2,000 year old pottery salvaged from cave on Lebanese border

During operation intact vessels slid 30m down sheer cliff on ropes in nature reserve.

Mordechai Sones,

Dr. Danny Syon (R) and Dr. Yinon Shivtiel hold find
Dr. Danny Syon (R) and Dr. Yinon Shivtiel hold find
צילום: Omri Gester

Large wine jars, a cooking pot, and other pottery vessels over 2,000 years old were salvaged over the weekend in a complex operation from a cave on a cliff in a nature reserve near the northern border. The operation was a joint effort of the Zefat Academic College, the Israel Antiquities Authority, the Israel Cave Research Center, and the Israel Cave Explorers Club.

In 2017, Dr. Yinon Shivtiel, a speleologist and senior lecturer in Land of Israel Studies at the Zefat Academic College, conducted a survey in Western Galilee to locate caves that served as shelters and hiding places, aided by the Israel Nature and Parks Authority. In the course of the survey he was surprised to discover a cave high on a sheer cliff, under an overhang, that contained ancient pottery vessels.

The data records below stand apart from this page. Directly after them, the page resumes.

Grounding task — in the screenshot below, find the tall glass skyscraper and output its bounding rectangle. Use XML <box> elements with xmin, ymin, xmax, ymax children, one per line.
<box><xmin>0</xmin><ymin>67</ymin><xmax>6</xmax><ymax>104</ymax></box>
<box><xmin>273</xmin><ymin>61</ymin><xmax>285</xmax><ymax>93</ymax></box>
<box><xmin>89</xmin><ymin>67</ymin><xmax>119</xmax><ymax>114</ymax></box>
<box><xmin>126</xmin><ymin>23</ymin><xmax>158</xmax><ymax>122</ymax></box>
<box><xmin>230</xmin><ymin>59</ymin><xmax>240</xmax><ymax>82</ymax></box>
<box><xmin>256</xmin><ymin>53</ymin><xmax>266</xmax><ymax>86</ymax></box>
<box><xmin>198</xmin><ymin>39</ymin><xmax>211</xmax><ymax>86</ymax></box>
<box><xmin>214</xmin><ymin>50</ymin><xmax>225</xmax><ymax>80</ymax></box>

Last weekend Israel Antiquities Authority senior archaeologist Dr. Danny Syon joined Dr. Yinon Shivtiel to carry out an archaeological excavation of the cave and salvage the vessels so that they can be studied. Salvaging the fragile 2,000 year old finds was made possible by the cooperation of Vladimir Boslov and Boaz Langford of the Israel Cave Research Center of the Hebrew University in Jerusalem as well as volunteers from the Israel Cave Explorers Club. Due to the proximity of the cave to the Lebanon border, the operation was coordinated with the IDF, which extended generous help. The excavation was carried out under permit from the Israel Nature and Parks Authority.

Discovered vessels
צילום: Yinon Shivtiel

The excavators climbed up ropes into the cave and in a coordinated and strenuous effort in a confined space succeeded in carrying out an archaeological excavation, in the course of which two intact wine amphoras (jars), several storage jars, a bowl, a cooking pot, two juglets, and broken shards of several more jars were dug out. The fragile vessels were wrapped in a protective plastic sheet and lowered in padded bags some 30m over rope slides controlled from below and reached the base of the cliff safely. The team carried the finds on foot to the cars and they were taken to an Israel Antiquities Authority facility for restoration and research.

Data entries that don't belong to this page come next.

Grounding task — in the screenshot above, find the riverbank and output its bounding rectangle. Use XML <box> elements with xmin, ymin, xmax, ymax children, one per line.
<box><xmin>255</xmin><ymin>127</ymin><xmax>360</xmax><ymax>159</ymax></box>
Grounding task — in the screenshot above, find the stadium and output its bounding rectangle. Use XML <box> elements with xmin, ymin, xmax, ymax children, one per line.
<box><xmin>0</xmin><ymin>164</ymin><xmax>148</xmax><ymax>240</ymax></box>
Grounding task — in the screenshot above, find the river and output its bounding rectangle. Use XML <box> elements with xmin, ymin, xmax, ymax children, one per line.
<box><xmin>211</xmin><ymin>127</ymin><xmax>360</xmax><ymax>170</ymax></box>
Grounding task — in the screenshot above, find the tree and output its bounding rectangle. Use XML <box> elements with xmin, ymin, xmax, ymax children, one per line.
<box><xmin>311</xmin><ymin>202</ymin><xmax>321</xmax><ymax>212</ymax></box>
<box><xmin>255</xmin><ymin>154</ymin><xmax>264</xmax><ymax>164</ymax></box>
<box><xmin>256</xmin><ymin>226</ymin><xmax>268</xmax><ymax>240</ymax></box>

According to Dr. Danny Syon of the Israel Antiquities Authority, “as a first impression, the finds seem to date to the Hellenistic period - between the 3rd and 1st centuries BCE. Considering that cooking and serving vessels were found, it would appear that those who brought them planned to live there for a while. We assume that whoever hid here escaped some violent event that occurred in the area. Perhaps by dating the vessels more closely, we shall be able to tie them to a known historic event. It's mind boggling how the vessels were carried to the cave, which is extremely difficult to access. Maybe an easier way that once existed disappeared over time.”

According to Dr. Yinon Shivtiel of the Zefat Academic College, “the salvage of the ancient finds from the cave was the most complex operation I took part in within the framework of the Refuge Caves Survey that I have been conducting for 20 years. The cooperation between the Zefat Academic College, the Israel Antiquities Authority and the Israel Cave Research Center again proved to work perfectly.”